In [None]:
# Initialize OK
from client.api.notebook import Notebook
ok = Notebook('project2.ok')

# Project 2: Climate Prediction
## Due date: December 11, 5PM.

In [95]:
# Don't change this cell; just run it. 

import numpy as np
from datascience import *

%matplotlib inline
import matplotlib.pyplot as plots
plots.style.use('fivethirtyeight')

from client.api.notebook import Notebook

Comment-out the cell below to make sure that you create a backup of your project on okpy.org.

In [96]:
#_ = ok.submit()

## Predicting Temperatures

In this exercise, we will try to predict the weather in California using the prediction method  discussed in [section 8.1 of the textbook](https://www.inferentialthinking.com/chapters/08/1/Applying_a_Function_to_a_Column).  Much of the code is provided for you; you will be asked to understand and run the code and interpret the results.

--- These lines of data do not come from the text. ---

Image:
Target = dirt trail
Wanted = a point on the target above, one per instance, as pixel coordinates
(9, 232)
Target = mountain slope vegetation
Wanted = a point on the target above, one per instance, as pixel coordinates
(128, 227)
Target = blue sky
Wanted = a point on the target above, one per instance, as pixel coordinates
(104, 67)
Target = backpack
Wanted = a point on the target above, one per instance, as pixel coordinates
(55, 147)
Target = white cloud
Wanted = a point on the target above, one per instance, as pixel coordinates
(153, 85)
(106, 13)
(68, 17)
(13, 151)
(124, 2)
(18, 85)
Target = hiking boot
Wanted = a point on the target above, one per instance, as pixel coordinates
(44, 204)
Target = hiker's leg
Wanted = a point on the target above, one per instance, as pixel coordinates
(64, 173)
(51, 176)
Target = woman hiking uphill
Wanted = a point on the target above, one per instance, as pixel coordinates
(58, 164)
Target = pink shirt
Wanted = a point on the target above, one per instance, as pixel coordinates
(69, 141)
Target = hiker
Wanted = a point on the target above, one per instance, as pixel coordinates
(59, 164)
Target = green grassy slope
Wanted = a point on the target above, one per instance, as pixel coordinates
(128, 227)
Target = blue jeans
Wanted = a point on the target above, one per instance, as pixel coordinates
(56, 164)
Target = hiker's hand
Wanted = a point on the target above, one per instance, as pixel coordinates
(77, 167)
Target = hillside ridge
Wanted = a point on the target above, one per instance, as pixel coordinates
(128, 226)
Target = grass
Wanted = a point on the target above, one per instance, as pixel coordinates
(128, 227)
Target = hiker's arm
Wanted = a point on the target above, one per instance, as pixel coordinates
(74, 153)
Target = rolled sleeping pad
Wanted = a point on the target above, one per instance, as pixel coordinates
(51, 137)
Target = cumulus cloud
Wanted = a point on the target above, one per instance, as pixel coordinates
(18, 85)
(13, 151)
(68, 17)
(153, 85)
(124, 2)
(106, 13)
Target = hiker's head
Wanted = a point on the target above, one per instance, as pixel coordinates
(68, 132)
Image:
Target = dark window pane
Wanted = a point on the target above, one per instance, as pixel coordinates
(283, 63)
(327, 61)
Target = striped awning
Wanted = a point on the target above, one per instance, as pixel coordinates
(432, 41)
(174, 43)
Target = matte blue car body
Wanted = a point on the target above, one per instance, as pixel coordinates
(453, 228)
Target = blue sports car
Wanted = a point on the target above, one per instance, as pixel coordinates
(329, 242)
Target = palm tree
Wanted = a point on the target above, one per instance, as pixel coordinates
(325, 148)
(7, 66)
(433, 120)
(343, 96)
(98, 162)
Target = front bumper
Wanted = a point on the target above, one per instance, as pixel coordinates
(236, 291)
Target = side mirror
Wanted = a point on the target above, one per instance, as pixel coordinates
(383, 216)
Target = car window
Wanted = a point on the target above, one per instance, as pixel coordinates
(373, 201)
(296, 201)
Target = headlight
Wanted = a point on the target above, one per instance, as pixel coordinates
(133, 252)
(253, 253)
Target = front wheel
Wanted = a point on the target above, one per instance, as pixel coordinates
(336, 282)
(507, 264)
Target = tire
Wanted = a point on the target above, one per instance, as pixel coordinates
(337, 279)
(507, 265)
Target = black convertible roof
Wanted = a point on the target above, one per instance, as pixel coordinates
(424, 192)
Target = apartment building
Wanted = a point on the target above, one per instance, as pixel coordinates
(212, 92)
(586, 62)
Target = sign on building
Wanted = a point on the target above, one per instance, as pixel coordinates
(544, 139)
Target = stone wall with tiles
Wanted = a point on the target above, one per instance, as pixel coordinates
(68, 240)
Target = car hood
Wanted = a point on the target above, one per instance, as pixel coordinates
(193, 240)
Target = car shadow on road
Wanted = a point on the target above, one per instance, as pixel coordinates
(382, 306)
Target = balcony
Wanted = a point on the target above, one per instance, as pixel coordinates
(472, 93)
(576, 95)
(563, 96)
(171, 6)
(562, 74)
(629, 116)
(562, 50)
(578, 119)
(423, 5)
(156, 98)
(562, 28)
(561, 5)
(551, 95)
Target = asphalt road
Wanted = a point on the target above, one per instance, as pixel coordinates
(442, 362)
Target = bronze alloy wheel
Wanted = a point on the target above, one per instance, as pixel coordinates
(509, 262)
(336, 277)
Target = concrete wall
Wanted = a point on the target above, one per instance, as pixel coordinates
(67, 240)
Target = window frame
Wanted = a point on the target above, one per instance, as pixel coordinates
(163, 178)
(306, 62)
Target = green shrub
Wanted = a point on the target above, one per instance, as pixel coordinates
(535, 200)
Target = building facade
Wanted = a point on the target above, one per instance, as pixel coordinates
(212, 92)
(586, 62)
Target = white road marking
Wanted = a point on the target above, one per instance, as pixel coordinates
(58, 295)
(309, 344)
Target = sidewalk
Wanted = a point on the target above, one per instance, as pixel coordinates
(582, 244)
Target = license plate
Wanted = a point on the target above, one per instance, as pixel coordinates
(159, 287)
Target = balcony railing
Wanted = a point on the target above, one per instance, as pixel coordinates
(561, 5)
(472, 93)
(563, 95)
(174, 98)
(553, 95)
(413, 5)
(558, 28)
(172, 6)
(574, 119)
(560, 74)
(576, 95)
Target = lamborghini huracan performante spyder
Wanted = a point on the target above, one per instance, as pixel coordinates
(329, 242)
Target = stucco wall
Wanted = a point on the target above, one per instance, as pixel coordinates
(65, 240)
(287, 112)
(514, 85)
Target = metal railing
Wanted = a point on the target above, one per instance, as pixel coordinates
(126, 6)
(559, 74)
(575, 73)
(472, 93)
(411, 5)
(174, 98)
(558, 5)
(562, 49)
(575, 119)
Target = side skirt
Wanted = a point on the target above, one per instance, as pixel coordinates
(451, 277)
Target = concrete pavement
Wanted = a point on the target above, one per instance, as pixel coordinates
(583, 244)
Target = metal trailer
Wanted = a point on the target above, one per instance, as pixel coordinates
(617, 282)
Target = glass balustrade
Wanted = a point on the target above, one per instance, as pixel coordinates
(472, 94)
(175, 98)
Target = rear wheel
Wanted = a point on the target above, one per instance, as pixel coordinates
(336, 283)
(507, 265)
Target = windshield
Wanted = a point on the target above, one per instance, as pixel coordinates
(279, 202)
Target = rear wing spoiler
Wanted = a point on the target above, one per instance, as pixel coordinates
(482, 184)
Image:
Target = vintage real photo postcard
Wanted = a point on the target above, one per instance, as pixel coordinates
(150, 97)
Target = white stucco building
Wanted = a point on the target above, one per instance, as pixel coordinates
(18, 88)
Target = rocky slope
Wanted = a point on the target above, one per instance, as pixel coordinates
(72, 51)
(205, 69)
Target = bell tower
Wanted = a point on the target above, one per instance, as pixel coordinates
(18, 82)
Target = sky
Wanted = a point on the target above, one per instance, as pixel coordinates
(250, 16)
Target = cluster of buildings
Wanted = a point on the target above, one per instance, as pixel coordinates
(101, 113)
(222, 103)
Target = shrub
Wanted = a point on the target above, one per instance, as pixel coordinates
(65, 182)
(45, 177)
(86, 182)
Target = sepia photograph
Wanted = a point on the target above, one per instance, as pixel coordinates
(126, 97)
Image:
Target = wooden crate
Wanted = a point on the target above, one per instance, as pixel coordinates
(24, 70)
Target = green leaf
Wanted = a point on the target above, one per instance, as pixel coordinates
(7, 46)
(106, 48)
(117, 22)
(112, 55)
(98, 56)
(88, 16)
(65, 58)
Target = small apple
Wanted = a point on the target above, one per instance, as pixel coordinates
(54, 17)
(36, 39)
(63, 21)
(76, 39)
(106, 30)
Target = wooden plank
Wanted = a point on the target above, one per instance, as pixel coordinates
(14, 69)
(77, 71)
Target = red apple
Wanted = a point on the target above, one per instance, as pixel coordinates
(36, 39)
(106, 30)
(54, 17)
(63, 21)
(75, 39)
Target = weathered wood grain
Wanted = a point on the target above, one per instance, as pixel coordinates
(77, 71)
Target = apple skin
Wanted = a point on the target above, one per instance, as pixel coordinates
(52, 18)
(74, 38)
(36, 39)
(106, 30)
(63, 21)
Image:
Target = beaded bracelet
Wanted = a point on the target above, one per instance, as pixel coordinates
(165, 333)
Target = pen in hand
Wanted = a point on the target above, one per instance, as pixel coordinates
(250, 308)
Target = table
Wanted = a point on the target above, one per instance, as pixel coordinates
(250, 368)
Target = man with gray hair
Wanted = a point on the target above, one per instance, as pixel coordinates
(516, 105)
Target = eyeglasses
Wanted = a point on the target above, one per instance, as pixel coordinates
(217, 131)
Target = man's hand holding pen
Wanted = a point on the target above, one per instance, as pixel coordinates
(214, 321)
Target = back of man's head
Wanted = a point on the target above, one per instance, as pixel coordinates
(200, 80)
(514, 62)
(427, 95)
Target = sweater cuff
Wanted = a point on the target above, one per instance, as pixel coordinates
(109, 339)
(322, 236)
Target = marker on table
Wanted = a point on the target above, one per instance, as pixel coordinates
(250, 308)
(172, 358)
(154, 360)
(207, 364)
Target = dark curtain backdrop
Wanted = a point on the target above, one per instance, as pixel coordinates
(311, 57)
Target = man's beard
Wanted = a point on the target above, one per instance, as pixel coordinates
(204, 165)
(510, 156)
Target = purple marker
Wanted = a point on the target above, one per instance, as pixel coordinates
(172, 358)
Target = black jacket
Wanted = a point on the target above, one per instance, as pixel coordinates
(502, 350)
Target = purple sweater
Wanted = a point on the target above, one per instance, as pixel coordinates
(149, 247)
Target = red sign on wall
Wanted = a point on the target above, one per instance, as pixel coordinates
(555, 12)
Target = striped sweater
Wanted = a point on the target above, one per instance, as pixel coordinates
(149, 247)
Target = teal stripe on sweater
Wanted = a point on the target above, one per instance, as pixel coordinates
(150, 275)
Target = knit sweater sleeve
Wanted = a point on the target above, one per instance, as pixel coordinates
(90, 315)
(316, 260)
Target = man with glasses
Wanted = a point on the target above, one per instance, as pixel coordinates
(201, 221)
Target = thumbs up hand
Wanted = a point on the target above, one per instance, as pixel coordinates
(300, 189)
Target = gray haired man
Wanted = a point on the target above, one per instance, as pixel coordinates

The US National Oceanic and Atmospheric Administration (NOAA) operates thousands of climate observation stations (mostly in the US) that collect information about local climate.  Among other things, each station records the highest and lowest observed temperature each day.  These data, called "Quality Controlled Local Climatological Data," are publicly available [here](http://www.ncdc.noaa.gov/orders/qclcd/) and described [here](https://www.ncdc.noaa.gov/data-access/land-based-station-data/land-based-datasets/quality-controlled-local-climatological-data-qclcd).

`temperatures.csv` contains an excerpt of that dataset.  Each row represents a temperature reading in Fahrenheit from one station on one day.  (The temperature is actually the highest temperature observed at that station on that day.)  All the readings are from 2015 and from California stations.

In [97]:
temperatures = Table().read_table("temperatures.csv")
temperatures

Here is a scatter plot:

In [98]:
temperatures.scatter("Date", "Temperature")
_ = plots.xticks(np.arange(0, max(temperatures.column('Date')), 100), rotation=65)

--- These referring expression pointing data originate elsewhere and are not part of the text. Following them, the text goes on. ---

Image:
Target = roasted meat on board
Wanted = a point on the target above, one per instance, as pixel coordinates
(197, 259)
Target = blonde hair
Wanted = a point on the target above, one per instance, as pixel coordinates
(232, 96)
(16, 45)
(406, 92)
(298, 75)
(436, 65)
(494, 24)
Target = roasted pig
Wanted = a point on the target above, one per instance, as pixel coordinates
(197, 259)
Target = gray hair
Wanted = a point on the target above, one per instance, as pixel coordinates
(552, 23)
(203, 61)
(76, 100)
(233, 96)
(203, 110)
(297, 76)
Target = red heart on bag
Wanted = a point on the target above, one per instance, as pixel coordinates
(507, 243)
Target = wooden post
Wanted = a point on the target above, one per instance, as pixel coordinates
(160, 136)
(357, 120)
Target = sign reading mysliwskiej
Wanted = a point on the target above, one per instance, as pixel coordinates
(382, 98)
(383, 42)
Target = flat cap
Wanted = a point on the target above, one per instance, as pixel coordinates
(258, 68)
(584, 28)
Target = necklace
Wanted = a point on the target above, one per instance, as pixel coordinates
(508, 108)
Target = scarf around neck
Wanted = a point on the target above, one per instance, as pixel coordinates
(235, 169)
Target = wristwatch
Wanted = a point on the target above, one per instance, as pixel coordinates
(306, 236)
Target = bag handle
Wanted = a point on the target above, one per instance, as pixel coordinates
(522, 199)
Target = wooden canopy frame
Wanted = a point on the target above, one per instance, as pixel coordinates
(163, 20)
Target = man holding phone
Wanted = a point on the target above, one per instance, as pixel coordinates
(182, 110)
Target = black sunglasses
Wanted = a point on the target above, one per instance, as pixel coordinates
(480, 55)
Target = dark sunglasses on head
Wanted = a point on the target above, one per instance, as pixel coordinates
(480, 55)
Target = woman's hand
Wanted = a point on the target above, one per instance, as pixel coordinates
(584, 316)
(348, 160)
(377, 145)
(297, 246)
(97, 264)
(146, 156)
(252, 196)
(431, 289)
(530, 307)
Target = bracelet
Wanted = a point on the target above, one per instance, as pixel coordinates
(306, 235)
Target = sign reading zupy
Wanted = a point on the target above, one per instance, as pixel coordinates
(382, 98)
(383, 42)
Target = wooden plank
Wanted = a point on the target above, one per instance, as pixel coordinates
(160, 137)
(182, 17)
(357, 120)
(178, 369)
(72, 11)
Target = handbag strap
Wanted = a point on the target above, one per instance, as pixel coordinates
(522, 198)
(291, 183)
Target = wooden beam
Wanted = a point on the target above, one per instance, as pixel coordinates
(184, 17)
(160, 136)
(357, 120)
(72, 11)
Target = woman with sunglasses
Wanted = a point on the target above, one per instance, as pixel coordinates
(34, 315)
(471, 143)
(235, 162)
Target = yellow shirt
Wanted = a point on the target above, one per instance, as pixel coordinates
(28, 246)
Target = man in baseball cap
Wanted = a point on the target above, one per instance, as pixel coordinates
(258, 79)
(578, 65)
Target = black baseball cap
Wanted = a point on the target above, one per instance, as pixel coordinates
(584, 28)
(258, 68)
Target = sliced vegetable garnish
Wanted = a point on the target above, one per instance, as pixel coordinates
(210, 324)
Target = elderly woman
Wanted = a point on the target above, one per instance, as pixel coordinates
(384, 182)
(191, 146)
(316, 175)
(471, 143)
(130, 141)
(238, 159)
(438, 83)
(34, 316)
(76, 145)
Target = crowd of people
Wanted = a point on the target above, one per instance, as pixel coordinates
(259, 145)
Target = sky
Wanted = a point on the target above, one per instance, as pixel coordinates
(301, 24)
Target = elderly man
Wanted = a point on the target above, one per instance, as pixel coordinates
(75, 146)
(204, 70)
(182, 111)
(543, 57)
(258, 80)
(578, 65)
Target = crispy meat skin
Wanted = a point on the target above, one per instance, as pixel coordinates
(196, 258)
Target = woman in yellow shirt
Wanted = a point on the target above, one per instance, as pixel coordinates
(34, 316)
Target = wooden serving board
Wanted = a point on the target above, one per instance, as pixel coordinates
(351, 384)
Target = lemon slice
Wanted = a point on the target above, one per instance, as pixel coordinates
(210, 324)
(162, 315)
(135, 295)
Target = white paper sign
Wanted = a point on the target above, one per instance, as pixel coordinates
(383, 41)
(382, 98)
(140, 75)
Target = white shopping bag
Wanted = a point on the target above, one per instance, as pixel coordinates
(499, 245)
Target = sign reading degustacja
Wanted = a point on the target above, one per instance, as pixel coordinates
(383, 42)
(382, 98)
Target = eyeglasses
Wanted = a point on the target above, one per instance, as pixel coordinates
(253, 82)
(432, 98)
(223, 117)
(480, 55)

Each entry in the column "Date" is a number in MMDD format, meaning that the last two digits denote the day of the month, and the first 1 or 2 digits denote the month. Thus, December 31st (12/31) is represented as `1231` and January 31st (1/31) is `131`.

**Question 1.1** Why do the data form vertical bands with gaps?

_Hint_: Read the paragraph above about how "Date" is represented.

<!--
BEGIN QUESTION
name: q1_vertical_bands
manual: true
points: 2
-->
<!-- EXPORT TO PDF -->

<hr style="color:Maroon;background-color:Maroon;border:0 none; height: 3px;">
Replace this text with your answer.
<hr style="color:Maroon;background-color:Maroon;border:0 none; height: 3px;">

We will convert each date to the number of days since the start of the year.<br>

**Question 1.2** Implement the `get_day_in_month` function, as described below. The result should be an integer.<br>
_Hint:_ Use the [remainder operator](https://www.inferentialthinking.com/chapters/03/1/Expressions).

<!--
BEGIN QUESTION
name: q1_get_day
manual: false
points: 2
-->

In [99]:
def get_month(date):
    
    """The month in the year for a given date.
    
    >>> get_month(315)
    3
    """
    return int(date / 100) # Divide by 100 and round down to the nearest integer

def get_day_in_month(date):
    
   
    """The day in the month for a given date.
    
    >>> get_day_in_month(315)
    15
    """
    ...

In [None]:
ok.grade("q1_get_day");

Next, we'll compute the *day of the year* for each temperature reading, which is the number of days from January 1 until the date of the reading. Note that we are not dealing with a leap year (a year with 366 days).

In [103]:
# You don't need to change this cell, but you are strongly encouraged
# to read all of the code and understand it.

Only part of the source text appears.